The first thing I noticed, was that –enable-profile-guided-optimization didn’t seem to be doing what I thought it would. Namely, I expected to see a browser window popup and run through some automation before starting a second compilation phase. It didn’t. Even so, the resultant build did feel a little faster at opening windows and tabs*.
So, I applied the latest stand-alone version of Talos to the build and executed the Ts (startup) and Twinopen (Window open) tests and compared this with the most-recent Mozilla nightly build of Minefield. Surprisingly, the windows didn’t appear to be opening much faster, but the startup time was on average 5% faster in the new “optimized” build vs. moz-central nightlies.
By this time, Ted had commented in the bug tracking all this and pointed me to the PGO page on MDC. It turns out, PGO builds require a separate make target “profiledbuild” instead of “build”. I reran the build, saw the automation was working this time and then reran the Talos tests. No change. Best guess around these parts is that GCC just isn’t very good at doing PGO. The same option gives us an across-the-board 10% speedup to all our tests on Windows.

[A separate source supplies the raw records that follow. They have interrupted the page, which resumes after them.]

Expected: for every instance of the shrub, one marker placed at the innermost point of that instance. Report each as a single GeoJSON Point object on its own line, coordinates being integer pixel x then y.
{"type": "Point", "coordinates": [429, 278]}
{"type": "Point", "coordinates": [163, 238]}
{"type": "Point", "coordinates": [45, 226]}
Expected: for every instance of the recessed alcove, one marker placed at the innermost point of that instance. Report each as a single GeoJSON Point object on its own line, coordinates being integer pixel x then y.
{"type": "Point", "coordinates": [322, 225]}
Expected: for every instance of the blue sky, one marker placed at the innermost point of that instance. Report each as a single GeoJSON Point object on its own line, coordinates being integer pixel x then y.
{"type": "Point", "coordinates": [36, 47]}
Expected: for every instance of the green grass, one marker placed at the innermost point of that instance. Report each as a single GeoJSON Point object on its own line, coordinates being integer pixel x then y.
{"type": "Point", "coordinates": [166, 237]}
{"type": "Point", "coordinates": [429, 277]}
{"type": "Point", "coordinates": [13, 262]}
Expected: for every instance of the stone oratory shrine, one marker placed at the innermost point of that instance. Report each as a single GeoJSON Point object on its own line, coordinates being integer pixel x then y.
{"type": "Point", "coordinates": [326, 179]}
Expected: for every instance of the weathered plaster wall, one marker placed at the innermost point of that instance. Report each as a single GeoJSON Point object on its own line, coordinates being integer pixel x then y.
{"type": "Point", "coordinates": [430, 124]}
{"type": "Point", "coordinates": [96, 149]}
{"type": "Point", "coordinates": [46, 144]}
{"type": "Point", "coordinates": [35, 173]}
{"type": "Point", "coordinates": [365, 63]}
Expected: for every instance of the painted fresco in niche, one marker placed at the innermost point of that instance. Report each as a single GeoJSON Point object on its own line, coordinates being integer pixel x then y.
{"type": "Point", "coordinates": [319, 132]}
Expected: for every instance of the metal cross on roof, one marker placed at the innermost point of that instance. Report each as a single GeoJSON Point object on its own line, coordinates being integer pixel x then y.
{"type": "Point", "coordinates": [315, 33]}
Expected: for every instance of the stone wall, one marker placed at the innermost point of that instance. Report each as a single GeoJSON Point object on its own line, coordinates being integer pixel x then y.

It turned out that the option that was giving us the 5% startup time (and likely a slight boost to tab performance) was the 10.6 SDK target. Each revision of OS X includes optimizations and Snow Leopard is no different. If you want your own optimized build, just put that target (–with-macos-sdk=/Developer/SDKs/MacOSX10.6.sdk) in there if you’re on Snow Leopard and you’ll get a little extra snappy.
I haven’t booted into the 64 bit kernel to see if there’s any difference there, or even if the build options produce a 64 bit build. I don’t believe they do and the version shipped on the above optimized builds page don’t have the tell-tale “Open in 32 bit mode” checkbox in the app’s “Get Info” dialog.
* A word about perceived performance differences: It’s very hard to tell the difference between, say, 20ms and 30ms. That’s a 50% slow-down compared to 20ms but the actual slices of time are so small that the human brain has a hard time picking up on them. Nevertheless, people used to dealing with high-velocity timings (musicians, gamers, fighter pilots) can actually detect that kind of change. But there’s also a “wishful thinking” factor. It’s very easy to be told you’re going to see a speedup, and when given an identical application, think you’re seeing something faster. “It just feels snappier” you might say when given this placebo.